On 16 August Ms Justice O’Malley in the High Court rejected a pregnant woman's challenge to HSE home birth policy. The HSE currently allows home births under a memorandum of understanding with independent midwives who assist in such births. The reason for the existence of the memorandum of understanding is because professional indemnity insurance for this kind of work has become unavailable in the private market. The HSE however refuses to indemnify certain categories of births including those where the mother has previously had a caesarean section. The plaintiff, Ms Aja Teehan, had a caesarean section six years ago.
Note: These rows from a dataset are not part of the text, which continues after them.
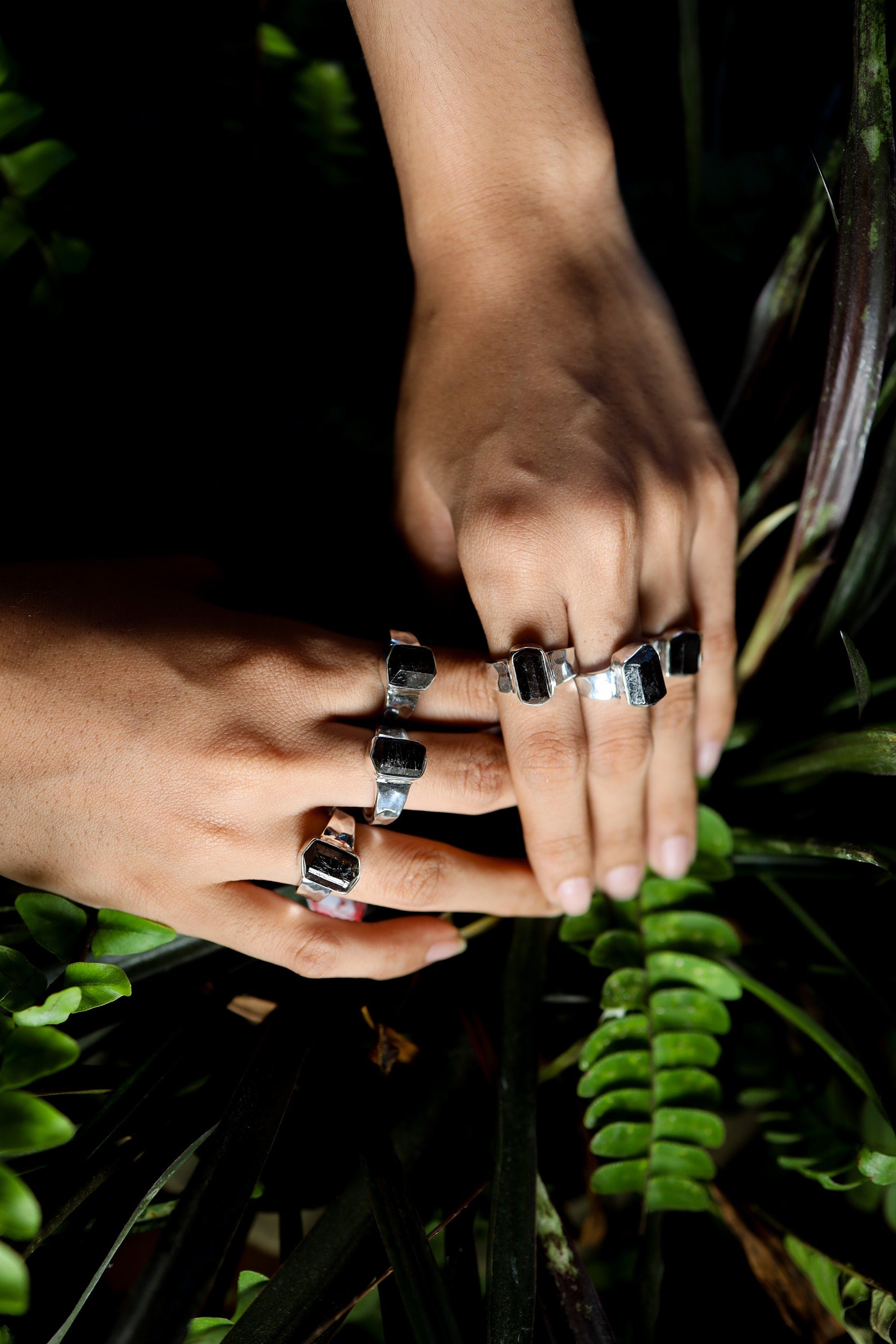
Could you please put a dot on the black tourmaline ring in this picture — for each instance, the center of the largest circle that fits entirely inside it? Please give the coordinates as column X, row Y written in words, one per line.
column 398, row 762
column 330, row 866
column 634, row 672
column 680, row 651
column 408, row 668
column 534, row 674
Ms Teehan was not seeking an order compelling the HSE to facilitate a home birth but rather challenged the blanket policy of not allowing home births where the mother previously had a caesarean section, rather than deciding each case on its merits. The plaintiff claimed that the risk of uterine rupture following a caesarian section was just 0.5 percent.

Ms Justice O’Malley noted that there is no statutory obligation for the HSE to provide for home births. She said “The HSE is entitled, having regard to the potential consequences of uterine rupture, to provide maternity services in such a way as to minimise the risk of its occurance, even if that risk is small.” She also held that for the courts to change the HSE's home birth policy would constitute “manifest irrationality”.

Ms Teehan is considering an appeal to the Supreme Court. The hearing for costs has been pushed back until 6 September which is less than a month before Ms Teehan’s due date.